The randomized, double-blind, placebo-controlled study showed that the vaccine evoked an anti-HIV immune system response in all 393 of the patients who received the treatment.
The research team developed the treatment as a "mosaic" vaccine, meaning that it was created using immunity properties against multiple strains of HIV in order to maximize protection. The mosaic vaccine was then delivered to healthy patients between the ages of 18 and 50 who did not already have the disease. The participants were given a series of four vaccines across 48 weeks at HIV clinics in US, Rwanda, Uganda, South Africa, and Thailand.
In addition to showing successful immune responses in the human patients, the vaccine was also shown to fend off a similarly dangerous immunodeficiency virus in 67% of monkeys who received the treatment.

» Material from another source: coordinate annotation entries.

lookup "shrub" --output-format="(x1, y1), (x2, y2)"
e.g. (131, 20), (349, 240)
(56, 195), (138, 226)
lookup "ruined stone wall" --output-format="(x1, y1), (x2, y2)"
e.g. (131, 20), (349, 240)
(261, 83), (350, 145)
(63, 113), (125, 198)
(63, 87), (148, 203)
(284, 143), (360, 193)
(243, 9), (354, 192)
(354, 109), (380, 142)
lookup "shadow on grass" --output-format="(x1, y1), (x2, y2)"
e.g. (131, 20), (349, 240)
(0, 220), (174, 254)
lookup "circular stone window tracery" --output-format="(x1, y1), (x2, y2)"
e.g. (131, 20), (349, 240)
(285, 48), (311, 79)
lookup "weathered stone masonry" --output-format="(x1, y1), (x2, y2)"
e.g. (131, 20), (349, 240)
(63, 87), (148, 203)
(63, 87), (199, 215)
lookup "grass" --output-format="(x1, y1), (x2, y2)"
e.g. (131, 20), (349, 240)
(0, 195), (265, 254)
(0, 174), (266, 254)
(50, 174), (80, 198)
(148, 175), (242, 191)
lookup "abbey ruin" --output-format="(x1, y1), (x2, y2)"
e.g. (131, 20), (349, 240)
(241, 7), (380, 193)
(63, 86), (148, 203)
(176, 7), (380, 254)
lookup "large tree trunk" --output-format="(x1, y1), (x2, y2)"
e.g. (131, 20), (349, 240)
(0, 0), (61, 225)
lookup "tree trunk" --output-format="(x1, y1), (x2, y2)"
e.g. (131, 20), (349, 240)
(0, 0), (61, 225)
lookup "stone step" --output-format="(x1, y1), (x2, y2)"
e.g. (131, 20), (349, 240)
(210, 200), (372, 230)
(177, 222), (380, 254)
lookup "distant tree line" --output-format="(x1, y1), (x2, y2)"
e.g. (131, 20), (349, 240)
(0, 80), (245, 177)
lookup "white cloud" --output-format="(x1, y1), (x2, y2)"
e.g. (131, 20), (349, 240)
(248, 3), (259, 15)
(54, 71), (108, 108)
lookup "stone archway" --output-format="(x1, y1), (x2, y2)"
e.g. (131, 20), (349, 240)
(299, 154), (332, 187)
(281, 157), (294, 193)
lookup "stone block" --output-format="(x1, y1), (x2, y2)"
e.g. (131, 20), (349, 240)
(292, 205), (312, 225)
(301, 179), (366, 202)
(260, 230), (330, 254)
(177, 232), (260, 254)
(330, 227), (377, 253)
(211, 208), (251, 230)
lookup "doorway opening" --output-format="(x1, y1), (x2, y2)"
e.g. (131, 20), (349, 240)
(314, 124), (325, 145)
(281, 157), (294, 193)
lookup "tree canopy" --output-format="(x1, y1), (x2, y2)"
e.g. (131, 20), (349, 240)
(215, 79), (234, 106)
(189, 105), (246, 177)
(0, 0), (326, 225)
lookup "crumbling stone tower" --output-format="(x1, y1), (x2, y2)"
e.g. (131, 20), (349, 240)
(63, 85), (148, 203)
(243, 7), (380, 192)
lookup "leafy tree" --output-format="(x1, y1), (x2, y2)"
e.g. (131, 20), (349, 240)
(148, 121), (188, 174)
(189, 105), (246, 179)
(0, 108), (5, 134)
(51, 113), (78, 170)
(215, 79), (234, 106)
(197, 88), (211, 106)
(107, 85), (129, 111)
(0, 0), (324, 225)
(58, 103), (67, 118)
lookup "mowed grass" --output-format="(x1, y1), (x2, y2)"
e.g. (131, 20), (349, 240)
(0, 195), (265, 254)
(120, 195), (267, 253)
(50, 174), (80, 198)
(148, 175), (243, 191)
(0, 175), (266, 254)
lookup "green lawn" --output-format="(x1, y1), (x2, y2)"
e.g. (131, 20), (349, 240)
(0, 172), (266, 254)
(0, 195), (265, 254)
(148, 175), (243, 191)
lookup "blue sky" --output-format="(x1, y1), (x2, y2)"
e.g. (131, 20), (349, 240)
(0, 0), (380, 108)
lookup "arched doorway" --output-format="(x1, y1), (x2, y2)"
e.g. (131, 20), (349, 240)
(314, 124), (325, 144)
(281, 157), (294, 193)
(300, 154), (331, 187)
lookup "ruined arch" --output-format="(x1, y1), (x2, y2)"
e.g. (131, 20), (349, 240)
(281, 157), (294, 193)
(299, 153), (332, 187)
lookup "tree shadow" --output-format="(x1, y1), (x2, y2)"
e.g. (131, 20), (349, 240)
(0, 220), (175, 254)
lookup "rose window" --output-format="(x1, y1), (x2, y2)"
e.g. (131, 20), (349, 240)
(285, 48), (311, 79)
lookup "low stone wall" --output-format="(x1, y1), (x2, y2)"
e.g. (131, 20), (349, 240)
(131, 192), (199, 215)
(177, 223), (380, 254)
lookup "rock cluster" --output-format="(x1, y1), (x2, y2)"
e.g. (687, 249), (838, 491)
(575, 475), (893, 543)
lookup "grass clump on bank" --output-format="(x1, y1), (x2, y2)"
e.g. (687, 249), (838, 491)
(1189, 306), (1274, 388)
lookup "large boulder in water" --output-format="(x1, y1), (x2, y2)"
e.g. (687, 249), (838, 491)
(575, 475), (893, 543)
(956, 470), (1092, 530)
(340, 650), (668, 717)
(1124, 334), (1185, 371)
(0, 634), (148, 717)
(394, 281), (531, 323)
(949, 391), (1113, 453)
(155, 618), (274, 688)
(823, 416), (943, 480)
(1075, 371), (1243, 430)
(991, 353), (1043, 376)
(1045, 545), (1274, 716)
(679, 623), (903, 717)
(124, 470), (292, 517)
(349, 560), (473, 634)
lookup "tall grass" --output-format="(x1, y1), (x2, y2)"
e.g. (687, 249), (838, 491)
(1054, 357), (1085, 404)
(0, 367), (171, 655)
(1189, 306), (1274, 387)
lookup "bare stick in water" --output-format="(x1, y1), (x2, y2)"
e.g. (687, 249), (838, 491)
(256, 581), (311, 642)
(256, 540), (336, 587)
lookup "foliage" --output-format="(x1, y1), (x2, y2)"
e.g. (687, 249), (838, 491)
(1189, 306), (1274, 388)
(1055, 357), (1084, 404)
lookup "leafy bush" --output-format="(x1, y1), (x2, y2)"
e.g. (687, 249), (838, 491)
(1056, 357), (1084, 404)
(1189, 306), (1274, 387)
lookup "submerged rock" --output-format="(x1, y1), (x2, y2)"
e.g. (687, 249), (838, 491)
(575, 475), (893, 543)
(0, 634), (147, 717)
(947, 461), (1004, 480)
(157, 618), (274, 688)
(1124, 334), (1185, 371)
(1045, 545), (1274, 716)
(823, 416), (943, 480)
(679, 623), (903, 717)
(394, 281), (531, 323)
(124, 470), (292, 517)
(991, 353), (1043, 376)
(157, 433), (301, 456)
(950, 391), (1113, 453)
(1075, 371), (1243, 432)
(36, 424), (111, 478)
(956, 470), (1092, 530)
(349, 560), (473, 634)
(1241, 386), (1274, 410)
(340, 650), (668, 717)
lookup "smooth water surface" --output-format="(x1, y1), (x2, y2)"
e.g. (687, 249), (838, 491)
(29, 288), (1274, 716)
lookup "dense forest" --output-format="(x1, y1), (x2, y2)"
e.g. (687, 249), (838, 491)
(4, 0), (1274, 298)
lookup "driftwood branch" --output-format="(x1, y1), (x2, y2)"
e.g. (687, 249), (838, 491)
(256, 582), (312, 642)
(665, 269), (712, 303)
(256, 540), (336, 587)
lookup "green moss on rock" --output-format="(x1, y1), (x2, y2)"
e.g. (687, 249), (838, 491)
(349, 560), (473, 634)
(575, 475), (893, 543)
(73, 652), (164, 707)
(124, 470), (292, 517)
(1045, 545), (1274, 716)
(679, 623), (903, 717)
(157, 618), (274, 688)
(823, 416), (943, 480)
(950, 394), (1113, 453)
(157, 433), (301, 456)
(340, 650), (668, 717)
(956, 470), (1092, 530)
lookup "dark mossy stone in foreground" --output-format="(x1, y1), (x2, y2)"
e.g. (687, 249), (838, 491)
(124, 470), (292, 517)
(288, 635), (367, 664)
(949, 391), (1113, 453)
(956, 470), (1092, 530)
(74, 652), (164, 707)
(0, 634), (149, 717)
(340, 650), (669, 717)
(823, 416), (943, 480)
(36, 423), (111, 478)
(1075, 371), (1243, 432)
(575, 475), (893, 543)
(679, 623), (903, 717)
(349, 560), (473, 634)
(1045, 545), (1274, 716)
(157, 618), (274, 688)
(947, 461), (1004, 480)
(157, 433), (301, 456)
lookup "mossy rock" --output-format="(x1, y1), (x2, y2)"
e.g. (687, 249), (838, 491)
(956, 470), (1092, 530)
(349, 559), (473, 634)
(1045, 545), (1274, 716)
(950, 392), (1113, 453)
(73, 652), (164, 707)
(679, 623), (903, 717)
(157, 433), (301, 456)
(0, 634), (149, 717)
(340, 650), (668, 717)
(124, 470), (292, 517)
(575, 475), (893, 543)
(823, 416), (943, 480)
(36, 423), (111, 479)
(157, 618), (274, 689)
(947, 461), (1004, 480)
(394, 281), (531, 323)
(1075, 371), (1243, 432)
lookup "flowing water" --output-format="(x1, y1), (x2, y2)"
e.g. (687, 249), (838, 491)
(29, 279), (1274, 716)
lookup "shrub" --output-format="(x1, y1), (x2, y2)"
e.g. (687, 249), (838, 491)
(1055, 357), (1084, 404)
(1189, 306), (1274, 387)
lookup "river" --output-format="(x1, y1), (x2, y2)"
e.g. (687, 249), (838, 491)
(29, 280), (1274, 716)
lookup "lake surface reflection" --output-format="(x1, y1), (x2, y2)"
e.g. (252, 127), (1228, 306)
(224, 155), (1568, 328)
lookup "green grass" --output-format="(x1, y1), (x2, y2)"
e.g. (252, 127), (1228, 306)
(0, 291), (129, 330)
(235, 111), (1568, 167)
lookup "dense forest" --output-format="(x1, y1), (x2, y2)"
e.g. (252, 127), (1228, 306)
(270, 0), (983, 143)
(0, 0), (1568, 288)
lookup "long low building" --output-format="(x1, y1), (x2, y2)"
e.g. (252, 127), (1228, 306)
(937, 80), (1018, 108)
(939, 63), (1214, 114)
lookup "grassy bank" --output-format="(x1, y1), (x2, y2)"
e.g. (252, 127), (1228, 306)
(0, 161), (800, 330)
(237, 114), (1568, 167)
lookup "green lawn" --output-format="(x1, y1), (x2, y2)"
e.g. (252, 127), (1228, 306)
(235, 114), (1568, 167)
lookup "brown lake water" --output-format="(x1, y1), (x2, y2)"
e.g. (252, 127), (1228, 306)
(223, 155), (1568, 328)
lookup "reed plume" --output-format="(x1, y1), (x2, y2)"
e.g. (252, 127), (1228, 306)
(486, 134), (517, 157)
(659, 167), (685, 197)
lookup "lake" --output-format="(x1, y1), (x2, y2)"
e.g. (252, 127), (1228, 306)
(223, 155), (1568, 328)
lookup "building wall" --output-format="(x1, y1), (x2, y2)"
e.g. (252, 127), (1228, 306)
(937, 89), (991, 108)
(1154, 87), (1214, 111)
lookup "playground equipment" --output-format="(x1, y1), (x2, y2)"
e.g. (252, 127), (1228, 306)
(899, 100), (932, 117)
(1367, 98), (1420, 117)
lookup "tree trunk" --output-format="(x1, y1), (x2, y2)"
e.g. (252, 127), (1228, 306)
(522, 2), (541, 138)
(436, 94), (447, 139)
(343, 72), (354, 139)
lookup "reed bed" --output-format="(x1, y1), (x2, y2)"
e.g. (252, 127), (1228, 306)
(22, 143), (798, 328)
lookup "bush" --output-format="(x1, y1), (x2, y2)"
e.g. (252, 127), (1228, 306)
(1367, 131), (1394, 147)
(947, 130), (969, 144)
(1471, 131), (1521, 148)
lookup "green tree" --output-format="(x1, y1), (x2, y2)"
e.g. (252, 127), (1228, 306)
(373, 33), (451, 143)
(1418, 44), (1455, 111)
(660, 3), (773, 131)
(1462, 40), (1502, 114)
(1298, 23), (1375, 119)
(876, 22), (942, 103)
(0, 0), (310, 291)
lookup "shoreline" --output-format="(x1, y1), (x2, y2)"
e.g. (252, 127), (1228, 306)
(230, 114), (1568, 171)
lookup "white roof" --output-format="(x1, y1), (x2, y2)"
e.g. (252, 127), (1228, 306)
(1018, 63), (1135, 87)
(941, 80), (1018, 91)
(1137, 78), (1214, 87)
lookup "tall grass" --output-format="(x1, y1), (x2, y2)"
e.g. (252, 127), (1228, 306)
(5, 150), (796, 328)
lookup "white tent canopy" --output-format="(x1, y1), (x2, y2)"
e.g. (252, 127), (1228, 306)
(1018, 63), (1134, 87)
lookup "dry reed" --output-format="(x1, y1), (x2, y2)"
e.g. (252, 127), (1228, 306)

"These results represent an important milestone," said Dan Barouch, professor of medicine at Harvard Medical School and lead author of the study, according to the BBC.
Now that the vaccine has been proven successful in the trials, the results of which were published in The Lancet, the next phase of testing will deliver the vaccine to 2,600 African women who are at-risk of contracting the disease.
While there have been HIV vaccines that have been approved for human trials in the past, only one was shown to provide protection against the disease, and it's rate of protection was considered too low to be implemented more widely.